MC-Search: Evaluating and Enhancing Multimodal Agentic Search with Structured Long Reasoning Chains
This addresses the need for better evaluation of multimodal agentic search for researchers and developers, though it is incremental as it builds on existing MM-RAG paradigms.
The authors tackled the lack of benchmarks for agentic multimodal retrieval-augmented generation (MM-RAG) with long reasoning chains by introducing MC-Search, a benchmark with 3,333 examples averaging 3.7 hops, and revealed systematic issues in six leading MLLMs while showing that their data improves planning and retrieval fidelity.

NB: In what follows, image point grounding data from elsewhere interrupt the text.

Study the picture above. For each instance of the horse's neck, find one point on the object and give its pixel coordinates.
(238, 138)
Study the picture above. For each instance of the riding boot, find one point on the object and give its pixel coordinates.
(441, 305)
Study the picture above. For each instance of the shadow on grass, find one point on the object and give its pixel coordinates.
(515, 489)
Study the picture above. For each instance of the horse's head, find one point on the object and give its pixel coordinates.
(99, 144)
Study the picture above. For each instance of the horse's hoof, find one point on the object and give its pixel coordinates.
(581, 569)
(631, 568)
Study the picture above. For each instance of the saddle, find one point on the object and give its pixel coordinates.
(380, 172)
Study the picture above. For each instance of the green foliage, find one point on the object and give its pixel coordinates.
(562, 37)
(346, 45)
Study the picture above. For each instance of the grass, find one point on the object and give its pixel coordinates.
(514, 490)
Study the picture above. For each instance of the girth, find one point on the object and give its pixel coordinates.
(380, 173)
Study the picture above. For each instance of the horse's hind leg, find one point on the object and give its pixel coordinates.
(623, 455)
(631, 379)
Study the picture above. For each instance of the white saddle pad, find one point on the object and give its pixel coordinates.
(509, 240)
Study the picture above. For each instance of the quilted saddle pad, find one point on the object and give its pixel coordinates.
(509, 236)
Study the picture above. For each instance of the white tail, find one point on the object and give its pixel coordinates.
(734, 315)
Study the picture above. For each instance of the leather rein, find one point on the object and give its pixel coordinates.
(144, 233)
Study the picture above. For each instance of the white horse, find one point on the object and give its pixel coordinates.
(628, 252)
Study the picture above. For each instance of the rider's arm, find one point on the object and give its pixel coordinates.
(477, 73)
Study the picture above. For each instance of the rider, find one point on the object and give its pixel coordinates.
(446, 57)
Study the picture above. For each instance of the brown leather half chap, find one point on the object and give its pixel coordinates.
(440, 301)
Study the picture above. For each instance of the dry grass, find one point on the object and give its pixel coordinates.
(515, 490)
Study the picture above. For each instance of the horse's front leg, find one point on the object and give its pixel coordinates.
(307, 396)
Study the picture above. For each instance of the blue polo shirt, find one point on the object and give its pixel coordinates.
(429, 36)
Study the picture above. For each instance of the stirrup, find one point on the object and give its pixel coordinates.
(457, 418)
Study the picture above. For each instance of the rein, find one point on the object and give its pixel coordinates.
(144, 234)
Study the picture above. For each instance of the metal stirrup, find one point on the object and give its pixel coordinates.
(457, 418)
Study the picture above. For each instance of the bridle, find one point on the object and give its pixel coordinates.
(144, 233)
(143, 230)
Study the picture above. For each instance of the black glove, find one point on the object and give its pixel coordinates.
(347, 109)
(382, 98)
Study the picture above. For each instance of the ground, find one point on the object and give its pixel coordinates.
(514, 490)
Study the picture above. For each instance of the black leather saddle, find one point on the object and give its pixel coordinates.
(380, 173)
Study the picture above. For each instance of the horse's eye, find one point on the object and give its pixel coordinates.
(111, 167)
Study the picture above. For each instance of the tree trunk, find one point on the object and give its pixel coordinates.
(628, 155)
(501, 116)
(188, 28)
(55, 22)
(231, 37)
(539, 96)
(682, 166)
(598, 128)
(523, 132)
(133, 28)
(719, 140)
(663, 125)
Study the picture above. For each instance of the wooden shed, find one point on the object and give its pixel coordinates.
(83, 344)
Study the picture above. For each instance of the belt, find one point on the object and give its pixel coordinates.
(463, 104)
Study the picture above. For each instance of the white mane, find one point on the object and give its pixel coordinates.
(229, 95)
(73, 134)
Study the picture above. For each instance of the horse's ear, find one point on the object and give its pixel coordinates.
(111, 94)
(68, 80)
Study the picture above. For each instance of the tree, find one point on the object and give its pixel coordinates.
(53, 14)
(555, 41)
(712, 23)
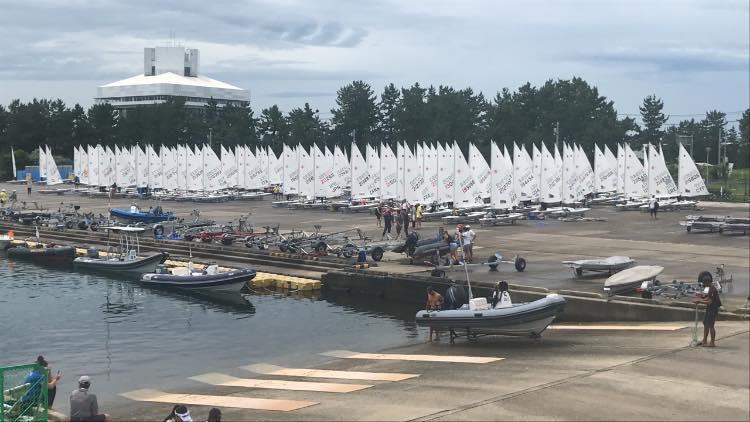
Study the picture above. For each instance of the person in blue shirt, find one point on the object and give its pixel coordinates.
(35, 377)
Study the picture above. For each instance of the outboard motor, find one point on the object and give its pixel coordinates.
(455, 297)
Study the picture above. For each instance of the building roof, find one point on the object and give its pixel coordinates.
(172, 78)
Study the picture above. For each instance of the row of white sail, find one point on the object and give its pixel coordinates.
(429, 173)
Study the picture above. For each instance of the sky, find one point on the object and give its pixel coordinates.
(694, 54)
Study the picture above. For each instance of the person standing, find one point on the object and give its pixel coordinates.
(653, 206)
(713, 303)
(468, 239)
(399, 223)
(387, 222)
(83, 405)
(378, 215)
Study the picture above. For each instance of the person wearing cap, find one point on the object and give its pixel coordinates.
(83, 405)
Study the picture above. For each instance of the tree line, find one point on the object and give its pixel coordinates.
(565, 110)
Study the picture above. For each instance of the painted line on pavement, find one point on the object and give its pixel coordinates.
(327, 373)
(326, 387)
(217, 401)
(345, 354)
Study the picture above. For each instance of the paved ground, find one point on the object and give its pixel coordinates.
(570, 374)
(542, 243)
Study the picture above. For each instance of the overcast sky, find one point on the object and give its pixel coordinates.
(694, 54)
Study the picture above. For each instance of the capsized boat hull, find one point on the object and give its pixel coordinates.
(143, 217)
(139, 265)
(525, 319)
(230, 281)
(55, 256)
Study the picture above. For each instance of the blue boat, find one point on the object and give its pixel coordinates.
(154, 216)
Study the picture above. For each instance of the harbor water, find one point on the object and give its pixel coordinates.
(127, 337)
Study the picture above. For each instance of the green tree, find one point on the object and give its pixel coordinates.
(653, 120)
(356, 112)
(388, 107)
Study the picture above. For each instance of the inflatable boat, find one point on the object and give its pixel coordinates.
(523, 319)
(210, 279)
(142, 217)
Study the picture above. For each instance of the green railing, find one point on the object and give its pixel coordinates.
(24, 397)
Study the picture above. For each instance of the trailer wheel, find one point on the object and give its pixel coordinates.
(520, 264)
(705, 277)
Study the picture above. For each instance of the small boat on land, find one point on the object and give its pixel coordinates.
(610, 265)
(125, 260)
(519, 319)
(209, 279)
(627, 280)
(152, 216)
(40, 254)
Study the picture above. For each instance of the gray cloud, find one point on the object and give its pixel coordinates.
(671, 61)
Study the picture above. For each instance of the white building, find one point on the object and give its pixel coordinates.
(170, 72)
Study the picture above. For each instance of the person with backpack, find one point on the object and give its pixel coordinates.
(713, 302)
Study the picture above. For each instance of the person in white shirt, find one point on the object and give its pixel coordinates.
(468, 237)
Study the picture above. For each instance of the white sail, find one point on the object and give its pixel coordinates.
(93, 155)
(536, 165)
(525, 184)
(430, 175)
(154, 168)
(84, 159)
(388, 173)
(76, 162)
(195, 179)
(620, 169)
(660, 182)
(53, 174)
(413, 179)
(501, 178)
(275, 166)
(360, 174)
(636, 180)
(342, 170)
(466, 191)
(690, 181)
(42, 162)
(169, 172)
(306, 173)
(400, 158)
(229, 167)
(213, 174)
(373, 167)
(290, 158)
(481, 170)
(551, 186)
(445, 173)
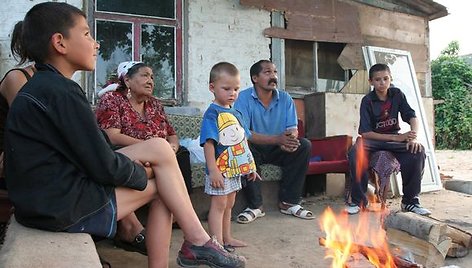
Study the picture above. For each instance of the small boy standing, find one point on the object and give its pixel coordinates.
(227, 153)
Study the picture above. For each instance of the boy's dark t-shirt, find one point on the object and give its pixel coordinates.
(382, 116)
(60, 167)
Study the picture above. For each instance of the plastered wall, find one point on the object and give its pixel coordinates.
(221, 31)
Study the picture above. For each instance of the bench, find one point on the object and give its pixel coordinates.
(27, 247)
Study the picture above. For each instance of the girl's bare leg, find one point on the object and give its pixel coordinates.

With the increasing demand for step-wise, cross-modal, and knowledge-grounded reasoning, multimodal large language models (MLLMs) are evolving beyond the traditional fixed retrieve-then-generate paradigm toward more sophisticated agentic multimodal retrieval-augmented generation (MM-RAG). Existing benchmarks, however, mainly focus on simplified QA with short retrieval chains, leaving adaptive planning and multimodal reasoning underexplored. We present MC-Search, the first benchmark for agentic MM-RAG with long, step-wise annotated reasoning chains spanning five representative reasoning structures. Each example specifies sub-questions, retrieval modalities, supporting facts, and intermediate answers, with fidelity ensured by HAVE (Hop-wise Attribution and Verification of Evidence), resulting in 3,333 high-quality examples averaging 3.7 hops. Beyond answer accuracy, MC-Search introduces new process-level metrics for reasoning quality, stepwise retrieval and planning accuracy. By developing a unified agentic MM-RAG pipeline, we benchmark six leading MLLMs and reveal systematic issues such as over- and under-retrieval and modality-misaligned planning. Finally, we introduce Search-Align, a process-supervised fine-tuning framework leveraging verified reasoning chains, showing that our data not only enables faithful evaluation but also improves planning and retrieval fidelity in open-source MLLMs.